Letter to the Editor
BY Barbara Bates
Dear Editor,
I do not consider myself one of the "high-minded" sort that frowns on any diminishment of the esteemed dead poets society. However, I believe all criticism should stick to the art itself and the truth revealed there. As D. H. Lawrence famously put it: "Never trust the artist. Trust the tale." This goes for poetry as well as prose. Thus, I take issue with J. D. McClatchy's high-handed put-down of Rainer Maria Rilke's personal, idiosyncratic life: "alternately depressed and exhilerated . . . in need of both attention and solitude . . . a snob who liked to walk barefoot. . . . He was even a vegetarian." God forbid! I know nothing of McClatchy's personal life, but his tone barely conceals the superb arrogance of a conservative New England academic.
Rilke lived in a time of overwhelming patriarchal control of European culture.
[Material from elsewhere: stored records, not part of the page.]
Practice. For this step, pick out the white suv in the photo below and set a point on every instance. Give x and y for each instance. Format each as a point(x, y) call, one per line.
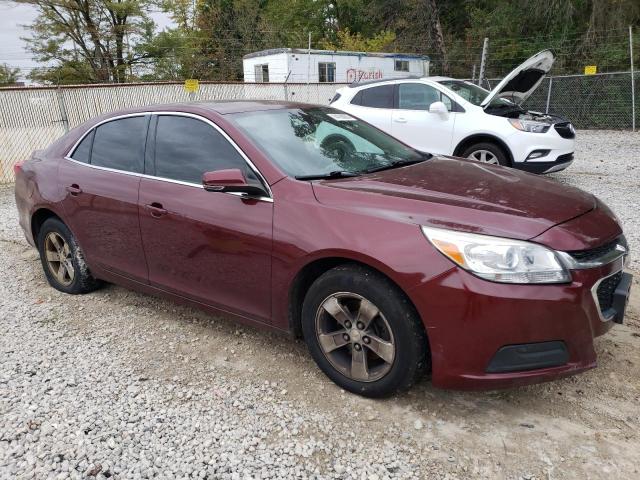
point(453, 117)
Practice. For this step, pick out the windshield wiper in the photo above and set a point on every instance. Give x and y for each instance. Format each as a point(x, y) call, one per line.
point(399, 163)
point(334, 174)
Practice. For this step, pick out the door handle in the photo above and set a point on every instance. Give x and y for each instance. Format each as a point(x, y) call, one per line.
point(156, 209)
point(74, 189)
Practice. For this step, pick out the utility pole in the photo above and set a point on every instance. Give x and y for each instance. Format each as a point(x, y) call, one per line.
point(633, 84)
point(308, 60)
point(483, 60)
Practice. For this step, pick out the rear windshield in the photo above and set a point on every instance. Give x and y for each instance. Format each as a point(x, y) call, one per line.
point(320, 140)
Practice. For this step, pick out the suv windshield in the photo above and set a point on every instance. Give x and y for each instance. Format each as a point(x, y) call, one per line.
point(318, 141)
point(472, 93)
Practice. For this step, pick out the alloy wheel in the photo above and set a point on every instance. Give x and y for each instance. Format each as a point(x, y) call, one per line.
point(484, 156)
point(355, 337)
point(58, 256)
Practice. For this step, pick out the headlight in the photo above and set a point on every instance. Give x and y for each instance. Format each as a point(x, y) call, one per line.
point(499, 259)
point(529, 125)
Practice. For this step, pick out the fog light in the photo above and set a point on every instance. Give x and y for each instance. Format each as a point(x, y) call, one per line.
point(538, 154)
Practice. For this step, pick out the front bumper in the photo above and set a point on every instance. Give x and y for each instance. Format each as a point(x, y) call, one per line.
point(469, 321)
point(560, 163)
point(558, 151)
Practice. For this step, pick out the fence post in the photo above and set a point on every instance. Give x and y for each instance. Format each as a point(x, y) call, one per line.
point(633, 85)
point(483, 60)
point(549, 94)
point(63, 109)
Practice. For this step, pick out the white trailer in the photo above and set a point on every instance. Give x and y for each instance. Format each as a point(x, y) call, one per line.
point(297, 65)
The dying monarchical systems, a dying out that led to the catastrophe of the Great War, unpredictably turned his sensitivity in the direction of the eastern Sufi poets and away from human relationships. It was a time of violence and sacrifice fueled by the Christian idea of death and resurrection. He was conflicted in this gradual turning away from the "false silence formed by continual uproar . . . the gilded noise, the bursting memorial," but in the end he embraced the natural world over the human. Just as Vermeer in his time depicted the insulated peaceful life of women at home, while outside his country raged in continual armed conflict, so Rilke withdrew; his poetry is a protest.
To me Rilke's poetry is clear. One only needs to enter into his mind to know his oft-repeated metaphors. The "Nowhere, Without Not" is a meditative, wordless state. How does one describe this in words? "The World," for him, is the visible, tangible distractions, "curling with carnival." What makes his poetry timeless is that it applies equally to his time and to our computerized, cell-phone-crazed busyness that distracts us from thinking deeply today.